Amazon EC2 is great, but it can get expensive, especially when you have an army of contractors doing all sorts of different things.
If you’re not careful, you can wind up creeping into a sort of tragedy of the commons situation where nobody shuts down little used EC2 instances because “that’s somebody else’s job” or simply because they’re not sure if anyone is using it. And since amazon bill doesn’t make it easy to see which server did what, let alone who was mostly using which server, it’s hard to formulate a good strategy for beating back the costs.
Here’s a simple, though somewhat radical solution. Prepay cloud developers for EC2 costs and have them use their own amazon accounts. The new improved amazon panel makes it easy to snapshot AMIs, do EBS volume management, and share these resources privately on a per-user basis. Share what you need to share, paypal the developer some funds and let them get on with it.
Suddenly your army of contractors is keeping a much more watchful eye on that EC2 balance because they don’t want to go back to their boss / client to request another prepaid-EC2 cash infusion more often than absolutely necessary.

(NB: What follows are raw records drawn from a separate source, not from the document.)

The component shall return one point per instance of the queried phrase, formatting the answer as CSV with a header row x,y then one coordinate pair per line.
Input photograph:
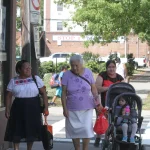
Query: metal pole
x,y
25,32
137,47
1,2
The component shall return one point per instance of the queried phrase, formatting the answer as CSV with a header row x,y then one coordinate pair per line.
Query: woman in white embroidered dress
x,y
24,116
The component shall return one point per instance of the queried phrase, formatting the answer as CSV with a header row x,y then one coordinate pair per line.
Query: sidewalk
x,y
61,146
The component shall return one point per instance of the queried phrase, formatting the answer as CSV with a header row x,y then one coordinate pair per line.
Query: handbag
x,y
40,96
101,123
47,135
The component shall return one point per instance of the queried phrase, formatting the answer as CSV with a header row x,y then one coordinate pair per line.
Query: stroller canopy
x,y
132,99
117,89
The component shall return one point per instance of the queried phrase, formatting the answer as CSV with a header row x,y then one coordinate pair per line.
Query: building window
x,y
59,26
59,7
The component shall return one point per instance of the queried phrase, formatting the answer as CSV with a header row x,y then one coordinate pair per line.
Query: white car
x,y
57,57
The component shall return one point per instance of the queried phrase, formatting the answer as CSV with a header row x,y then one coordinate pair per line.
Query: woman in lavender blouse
x,y
79,98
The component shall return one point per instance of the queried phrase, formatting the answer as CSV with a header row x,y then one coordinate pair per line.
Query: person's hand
x,y
7,113
99,107
66,114
46,112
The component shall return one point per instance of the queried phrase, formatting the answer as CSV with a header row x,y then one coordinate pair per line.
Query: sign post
x,y
2,27
36,41
34,11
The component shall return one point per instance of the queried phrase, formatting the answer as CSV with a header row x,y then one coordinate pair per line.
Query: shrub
x,y
49,67
90,56
59,65
46,67
96,67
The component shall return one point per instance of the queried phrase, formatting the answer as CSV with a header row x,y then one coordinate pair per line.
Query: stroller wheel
x,y
143,147
105,144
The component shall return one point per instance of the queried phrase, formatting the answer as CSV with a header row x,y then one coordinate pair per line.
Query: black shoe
x,y
97,141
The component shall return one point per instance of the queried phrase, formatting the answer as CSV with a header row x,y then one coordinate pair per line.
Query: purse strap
x,y
82,78
35,81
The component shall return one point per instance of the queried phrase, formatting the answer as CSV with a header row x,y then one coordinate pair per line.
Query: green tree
x,y
106,20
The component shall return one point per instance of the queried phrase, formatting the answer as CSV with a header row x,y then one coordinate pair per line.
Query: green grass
x,y
146,103
50,92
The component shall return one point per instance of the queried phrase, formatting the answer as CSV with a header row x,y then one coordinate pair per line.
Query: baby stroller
x,y
113,135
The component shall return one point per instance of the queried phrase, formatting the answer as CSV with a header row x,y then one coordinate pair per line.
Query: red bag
x,y
101,124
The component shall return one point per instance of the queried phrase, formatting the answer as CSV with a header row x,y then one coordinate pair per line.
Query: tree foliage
x,y
109,19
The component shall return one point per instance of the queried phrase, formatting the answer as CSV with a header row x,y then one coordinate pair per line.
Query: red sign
x,y
36,4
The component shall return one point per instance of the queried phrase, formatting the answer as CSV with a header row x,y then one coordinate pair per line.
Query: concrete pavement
x,y
57,120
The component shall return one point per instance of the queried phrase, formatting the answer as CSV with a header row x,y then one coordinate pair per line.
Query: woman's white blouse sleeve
x,y
39,82
10,85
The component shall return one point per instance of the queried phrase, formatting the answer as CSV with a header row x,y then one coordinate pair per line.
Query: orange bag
x,y
101,124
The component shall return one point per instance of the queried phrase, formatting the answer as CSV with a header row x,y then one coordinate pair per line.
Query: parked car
x,y
57,57
138,62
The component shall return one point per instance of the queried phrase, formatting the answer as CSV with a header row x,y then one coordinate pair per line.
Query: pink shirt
x,y
79,95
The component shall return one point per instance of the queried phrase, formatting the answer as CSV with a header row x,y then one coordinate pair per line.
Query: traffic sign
x,y
35,11
36,41
36,4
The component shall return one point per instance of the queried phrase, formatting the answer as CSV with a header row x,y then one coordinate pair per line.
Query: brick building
x,y
68,39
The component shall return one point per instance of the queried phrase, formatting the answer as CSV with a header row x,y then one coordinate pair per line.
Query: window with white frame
x,y
59,7
59,26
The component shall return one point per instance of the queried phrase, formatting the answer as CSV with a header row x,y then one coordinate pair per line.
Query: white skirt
x,y
79,124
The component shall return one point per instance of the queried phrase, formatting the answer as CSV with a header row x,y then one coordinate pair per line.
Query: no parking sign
x,y
35,11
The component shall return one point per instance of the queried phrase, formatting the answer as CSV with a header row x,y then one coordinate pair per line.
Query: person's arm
x,y
8,104
98,83
44,95
64,101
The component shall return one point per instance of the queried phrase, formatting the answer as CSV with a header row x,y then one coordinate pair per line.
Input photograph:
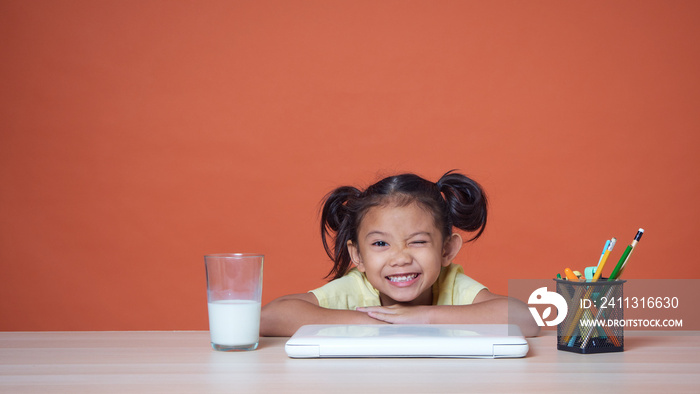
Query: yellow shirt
x,y
353,290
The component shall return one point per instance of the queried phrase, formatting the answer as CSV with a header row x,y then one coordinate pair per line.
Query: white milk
x,y
234,322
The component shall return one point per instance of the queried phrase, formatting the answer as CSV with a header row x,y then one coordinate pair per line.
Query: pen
x,y
570,274
605,249
601,263
625,256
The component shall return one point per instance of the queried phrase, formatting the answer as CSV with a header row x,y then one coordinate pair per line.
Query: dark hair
x,y
454,201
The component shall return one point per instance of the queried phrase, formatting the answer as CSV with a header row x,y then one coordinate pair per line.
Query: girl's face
x,y
401,252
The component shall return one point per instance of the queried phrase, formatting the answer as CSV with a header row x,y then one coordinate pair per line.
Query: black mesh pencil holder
x,y
594,321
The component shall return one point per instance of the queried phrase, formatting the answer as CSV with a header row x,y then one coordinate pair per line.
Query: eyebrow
x,y
381,233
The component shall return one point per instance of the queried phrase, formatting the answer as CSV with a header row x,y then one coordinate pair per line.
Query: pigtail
x,y
337,223
466,203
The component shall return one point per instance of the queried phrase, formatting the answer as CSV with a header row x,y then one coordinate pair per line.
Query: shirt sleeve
x,y
349,292
456,288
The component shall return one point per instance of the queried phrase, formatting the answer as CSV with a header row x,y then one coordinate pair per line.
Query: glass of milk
x,y
234,293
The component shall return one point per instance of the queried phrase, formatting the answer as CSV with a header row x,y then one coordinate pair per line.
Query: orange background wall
x,y
137,136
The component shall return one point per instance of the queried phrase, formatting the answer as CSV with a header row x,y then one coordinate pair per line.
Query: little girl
x,y
397,237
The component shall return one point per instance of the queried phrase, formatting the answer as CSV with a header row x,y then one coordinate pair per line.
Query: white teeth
x,y
402,278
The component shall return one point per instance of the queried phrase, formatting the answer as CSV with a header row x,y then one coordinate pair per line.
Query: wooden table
x,y
183,362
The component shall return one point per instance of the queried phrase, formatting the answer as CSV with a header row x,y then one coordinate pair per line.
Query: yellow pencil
x,y
599,270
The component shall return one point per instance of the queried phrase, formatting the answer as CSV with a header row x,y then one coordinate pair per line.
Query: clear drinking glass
x,y
234,294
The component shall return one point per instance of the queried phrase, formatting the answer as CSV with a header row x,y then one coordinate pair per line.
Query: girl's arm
x,y
283,316
486,308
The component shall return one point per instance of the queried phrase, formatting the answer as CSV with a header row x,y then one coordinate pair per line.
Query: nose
x,y
401,258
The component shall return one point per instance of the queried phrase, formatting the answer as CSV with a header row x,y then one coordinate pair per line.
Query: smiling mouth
x,y
402,278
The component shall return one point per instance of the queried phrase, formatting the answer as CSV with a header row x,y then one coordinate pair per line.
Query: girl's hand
x,y
398,314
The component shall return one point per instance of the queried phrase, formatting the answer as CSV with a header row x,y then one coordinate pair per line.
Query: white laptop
x,y
407,340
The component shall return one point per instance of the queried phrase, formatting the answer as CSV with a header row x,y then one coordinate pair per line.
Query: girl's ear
x,y
355,256
452,246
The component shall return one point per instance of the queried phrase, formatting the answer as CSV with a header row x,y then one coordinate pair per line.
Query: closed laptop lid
x,y
407,340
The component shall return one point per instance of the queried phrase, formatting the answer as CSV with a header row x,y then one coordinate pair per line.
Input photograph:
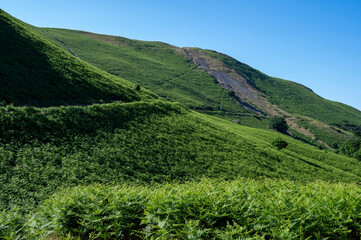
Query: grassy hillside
x,y
169,72
36,72
102,171
43,149
154,65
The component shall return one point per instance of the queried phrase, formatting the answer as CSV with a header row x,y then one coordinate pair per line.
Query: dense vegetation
x,y
154,65
102,171
206,209
166,71
43,149
33,71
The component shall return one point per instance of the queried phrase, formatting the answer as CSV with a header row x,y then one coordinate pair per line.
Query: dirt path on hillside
x,y
229,79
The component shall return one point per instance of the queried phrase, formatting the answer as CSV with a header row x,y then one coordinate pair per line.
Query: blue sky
x,y
313,42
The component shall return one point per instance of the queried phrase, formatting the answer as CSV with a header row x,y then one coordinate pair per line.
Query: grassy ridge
x,y
164,70
294,97
43,149
154,65
36,72
208,209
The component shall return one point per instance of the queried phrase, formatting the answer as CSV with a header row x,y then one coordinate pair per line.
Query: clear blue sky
x,y
313,42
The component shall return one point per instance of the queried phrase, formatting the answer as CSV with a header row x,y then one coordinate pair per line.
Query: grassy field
x,y
167,72
43,149
204,209
118,162
36,72
153,65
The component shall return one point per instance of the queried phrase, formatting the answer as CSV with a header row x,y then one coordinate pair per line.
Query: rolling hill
x,y
65,123
213,83
35,72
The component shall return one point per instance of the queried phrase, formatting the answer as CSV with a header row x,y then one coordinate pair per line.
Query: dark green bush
x,y
279,143
279,124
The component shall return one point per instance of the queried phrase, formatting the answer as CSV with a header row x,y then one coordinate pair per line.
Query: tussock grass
x,y
205,209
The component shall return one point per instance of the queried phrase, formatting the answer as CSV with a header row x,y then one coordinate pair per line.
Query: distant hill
x,y
66,123
213,83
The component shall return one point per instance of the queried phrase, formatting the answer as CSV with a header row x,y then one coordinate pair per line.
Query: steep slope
x,y
36,72
213,83
42,149
136,141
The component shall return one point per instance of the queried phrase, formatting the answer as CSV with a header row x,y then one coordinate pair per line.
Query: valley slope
x,y
213,83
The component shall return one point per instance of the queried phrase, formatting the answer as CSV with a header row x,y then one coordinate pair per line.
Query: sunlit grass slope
x,y
208,209
154,65
293,97
34,71
165,70
43,149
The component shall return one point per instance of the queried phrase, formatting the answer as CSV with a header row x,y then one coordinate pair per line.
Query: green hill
x,y
145,142
36,72
206,80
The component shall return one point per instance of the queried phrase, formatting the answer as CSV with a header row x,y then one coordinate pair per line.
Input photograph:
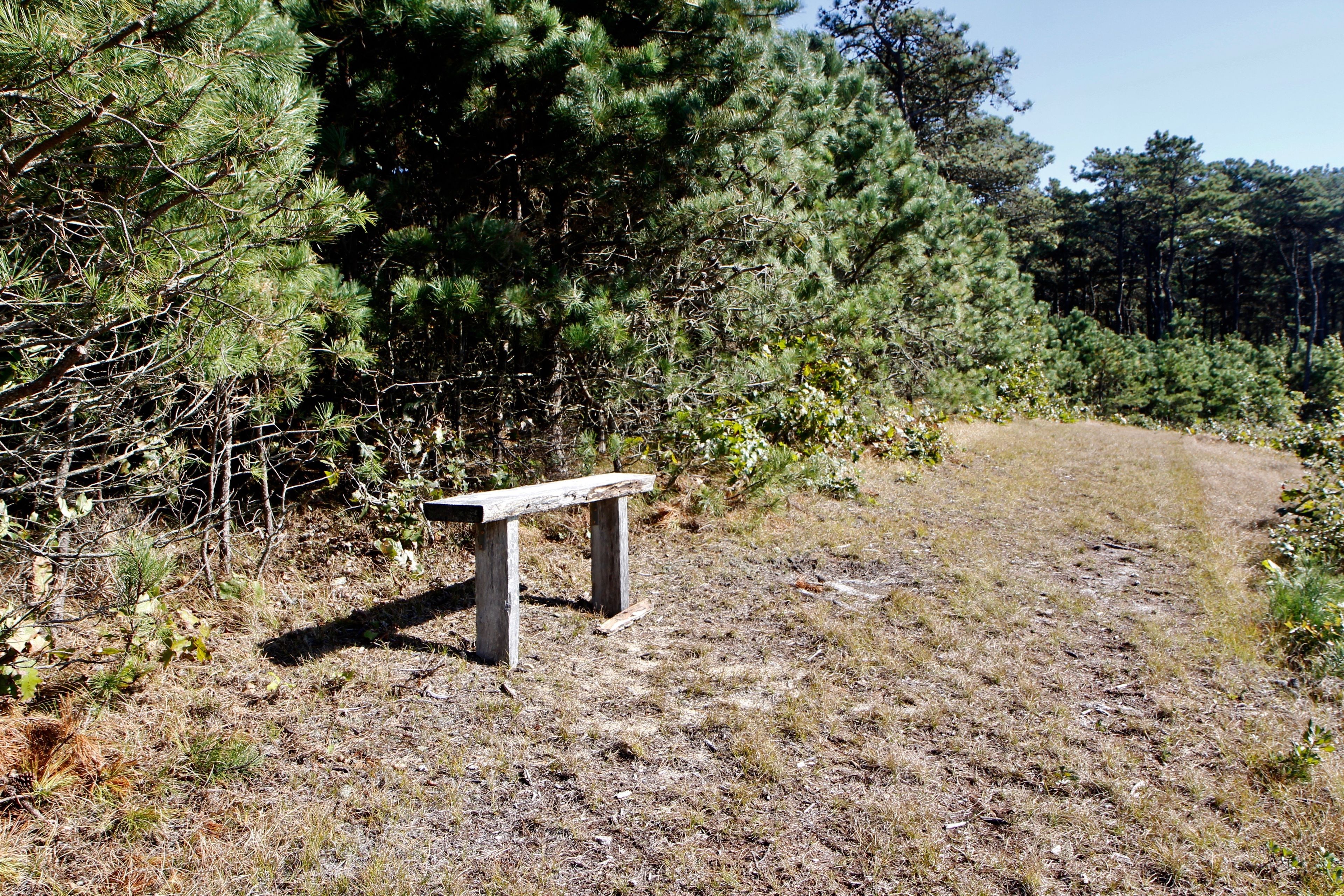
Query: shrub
x,y
1308,609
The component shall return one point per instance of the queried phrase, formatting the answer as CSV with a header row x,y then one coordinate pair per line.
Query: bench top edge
x,y
555,495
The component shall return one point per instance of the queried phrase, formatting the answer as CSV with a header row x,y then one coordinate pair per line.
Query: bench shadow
x,y
378,625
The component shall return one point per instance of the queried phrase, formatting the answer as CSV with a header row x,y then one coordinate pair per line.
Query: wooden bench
x,y
495,515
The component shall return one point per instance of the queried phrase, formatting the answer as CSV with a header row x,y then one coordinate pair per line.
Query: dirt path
x,y
1037,670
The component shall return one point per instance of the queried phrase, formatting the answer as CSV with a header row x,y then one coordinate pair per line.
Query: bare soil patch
x,y
1037,670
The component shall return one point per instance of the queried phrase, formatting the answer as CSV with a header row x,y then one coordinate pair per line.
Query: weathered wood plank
x,y
611,556
627,620
496,592
488,507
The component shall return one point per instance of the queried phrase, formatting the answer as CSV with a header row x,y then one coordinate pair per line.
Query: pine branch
x,y
58,139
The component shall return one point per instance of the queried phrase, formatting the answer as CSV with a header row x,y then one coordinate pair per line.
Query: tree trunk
x,y
226,477
58,492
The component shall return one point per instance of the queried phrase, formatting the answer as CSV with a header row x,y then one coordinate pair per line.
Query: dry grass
x,y
1058,688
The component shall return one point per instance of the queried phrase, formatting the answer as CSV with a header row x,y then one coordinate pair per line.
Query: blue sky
x,y
1259,80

This isn’t a silver bullet. If you are a fortune 500 company using “enterprise” cloud, you probably don’t want to start encouraging your sysadmins to start expensing basic server costs to their corporate credit card (actually, why not?…. nah). The prepay-EC2 strategy works best where you have a small well defined task that requires an EC2 environment, for example because setup is complicated and/or unautomated, and the developer is a cloudworker type outsourced contractor that wants to get coding with a minimum of friction. I think this approach could also work in a smallish startup environment casual enough that there is a degree of trust but using enouch computing resources that cost is beginning to matter. Prepaid EC2 might be just the trick for keeping the individual team members mindful of costs. I haven’t actually tried this though.
Minor detail: what do you do when the developer does such a good job minding costs that he completes the task far under the prepaid budget? I say, let them keep the excess!
Nota bene: the patch-tag production server is still in linode, and there are no concrete plans to switch to the cloud, though I am kicking the idea around.